Double Blind Randomized Study of Subjects Receiving Compound A and Receiving Compound A in Combination with Statins

[0076] In a double-blind, placebo controlled clinical study the effects of 12 weeks of administration of Compound A alone and in combination with statins in patients with mild dyslipidemia was examined.

Patients

[0077] This randomised, double-blind, placebo-controlled, parallel-group phase 2 trial was conducted in male and female patients (18-75 years) with fasting LDL-C levels >2.Math.5 mmol/L and <4.Math.5 mmol/L, HDL-C levels <1˜8 mmol/L and >0.Math.8 mmol/L and TG levels <4.Math.5mmol/L after run-in, or washout of existing therapies.
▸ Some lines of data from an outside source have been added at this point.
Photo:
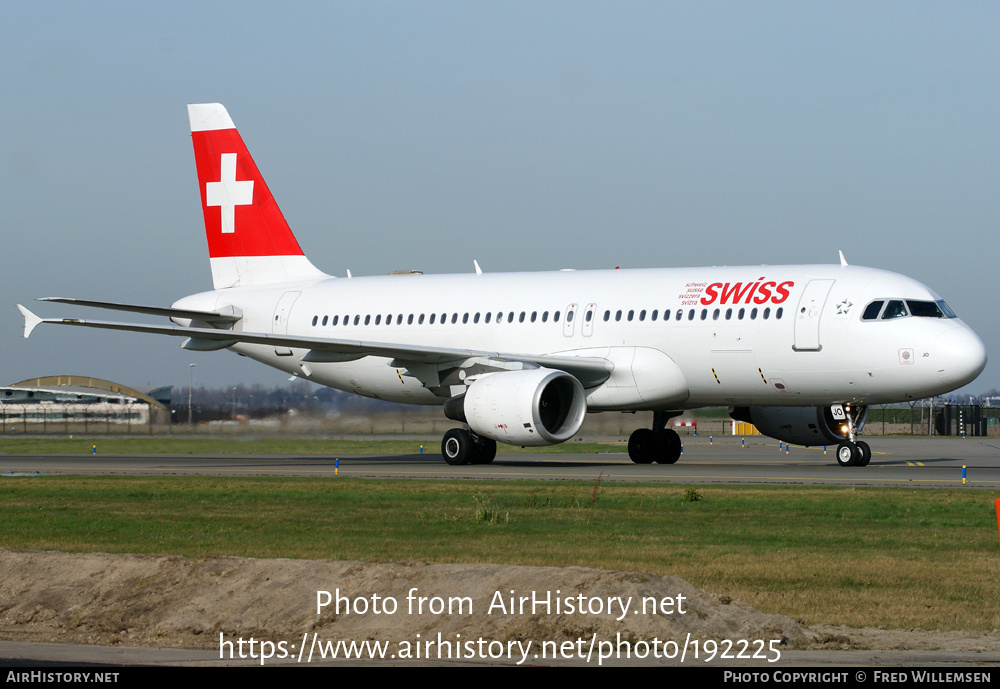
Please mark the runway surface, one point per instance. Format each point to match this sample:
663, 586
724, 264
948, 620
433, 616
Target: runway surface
916, 462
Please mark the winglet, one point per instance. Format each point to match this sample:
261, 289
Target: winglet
30, 320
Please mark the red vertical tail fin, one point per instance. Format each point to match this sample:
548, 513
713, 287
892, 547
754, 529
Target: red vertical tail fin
249, 241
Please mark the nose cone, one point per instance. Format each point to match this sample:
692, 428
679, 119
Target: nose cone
960, 356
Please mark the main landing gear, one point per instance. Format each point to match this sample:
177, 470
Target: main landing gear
657, 444
460, 446
854, 454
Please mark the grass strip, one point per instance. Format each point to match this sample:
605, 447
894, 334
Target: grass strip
896, 558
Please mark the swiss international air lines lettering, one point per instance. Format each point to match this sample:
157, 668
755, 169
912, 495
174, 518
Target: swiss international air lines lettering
758, 292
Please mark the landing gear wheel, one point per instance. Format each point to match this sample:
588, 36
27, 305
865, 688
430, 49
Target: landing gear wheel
848, 454
457, 446
866, 454
668, 446
486, 451
642, 446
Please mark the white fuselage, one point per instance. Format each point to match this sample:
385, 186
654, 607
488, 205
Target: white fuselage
678, 338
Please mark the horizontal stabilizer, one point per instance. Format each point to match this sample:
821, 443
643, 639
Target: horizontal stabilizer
30, 320
227, 315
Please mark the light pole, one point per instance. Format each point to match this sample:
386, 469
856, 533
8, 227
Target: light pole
190, 388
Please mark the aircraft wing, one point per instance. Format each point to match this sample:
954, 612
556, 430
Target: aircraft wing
590, 371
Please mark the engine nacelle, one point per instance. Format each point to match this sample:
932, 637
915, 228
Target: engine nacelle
531, 407
801, 425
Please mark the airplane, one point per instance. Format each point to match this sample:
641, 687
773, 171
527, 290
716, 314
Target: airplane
521, 358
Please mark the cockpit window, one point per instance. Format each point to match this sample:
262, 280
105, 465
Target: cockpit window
899, 308
945, 309
894, 309
929, 309
871, 311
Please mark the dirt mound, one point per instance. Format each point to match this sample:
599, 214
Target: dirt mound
181, 602
171, 601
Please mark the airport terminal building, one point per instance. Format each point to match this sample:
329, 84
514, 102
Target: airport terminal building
82, 404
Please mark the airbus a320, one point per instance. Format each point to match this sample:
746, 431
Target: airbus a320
520, 358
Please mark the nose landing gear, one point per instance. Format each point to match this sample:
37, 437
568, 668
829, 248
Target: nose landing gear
852, 452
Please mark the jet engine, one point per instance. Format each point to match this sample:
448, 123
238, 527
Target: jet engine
801, 425
531, 407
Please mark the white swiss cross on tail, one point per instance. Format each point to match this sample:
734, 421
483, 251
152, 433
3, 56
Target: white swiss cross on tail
262, 250
228, 193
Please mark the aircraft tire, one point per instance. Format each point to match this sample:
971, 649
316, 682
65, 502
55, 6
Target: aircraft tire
866, 454
848, 454
458, 447
486, 451
642, 445
668, 449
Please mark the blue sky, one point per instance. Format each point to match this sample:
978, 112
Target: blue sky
530, 136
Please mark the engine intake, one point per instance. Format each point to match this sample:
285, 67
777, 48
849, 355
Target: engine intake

Key exclusion criteria included patients with clinical manifestation of atherosclerotic vascular disease, type 1 diabetes, uncontrolled type 2 diabetes (haemoglobin Alc≧8%), uncontrolled hypertension, history of hyperaldosteronism, active muscle disease or persistent creatine kinase >3× the upper limit of normal (ULN), clinically significant renal or hepatic dysfunction, or evidence of any other clinically significant non-cardiac disease. Patients were recruited at 20 sites in the Netherlands and Denmark. The trial was approved by Independent Ethics Committees, and each patient provided written informed consent. The trial was conducted in accordance with the principles of the Declaration of Helsinki and Good Clinical Practice Guidelines and the protocol was registered on ClinicalTrials.gov (NCT01970215).

Trial Design

[0078] The trial consisted of a screening visit, followed by a run-in phase of 4 weeks (or 6 weeks for patients that required a washout of existing lipid-lowering therapy). After the run-in phase, patients were randomly assigned to receive one of the following nine treatments: 1 mg, 2,5 mg, 5 mg or 10 mg of Compound A or matching placebo; 10 mg of Compound A plus atorvastatin (20 mg), 10 mg of Compound A plus rosuvastatin (10 mg), atorvastatin (20 mg) or rosuvastatin (10 mg). All treatments were to be taken once daily with food for 12 weeks. During the double-blind treatment phase visits were conducted at baseline (Week 0) and at Weeks 4, 8 and 12. Follow-up visits were conducted 2 and 8 weeks after the end of treatment. Safety was assessed throughout the trial by monitoring adverse events and concomitant medication use, 12-lead electrocardiograms (ECGs), vital signs, laboratory safety assessments and physical examinations. Additional assessments included salivary cortisol, plasma aldosterone, high-sensitivity C-reactive protein (hsCRP) and endothelin 1.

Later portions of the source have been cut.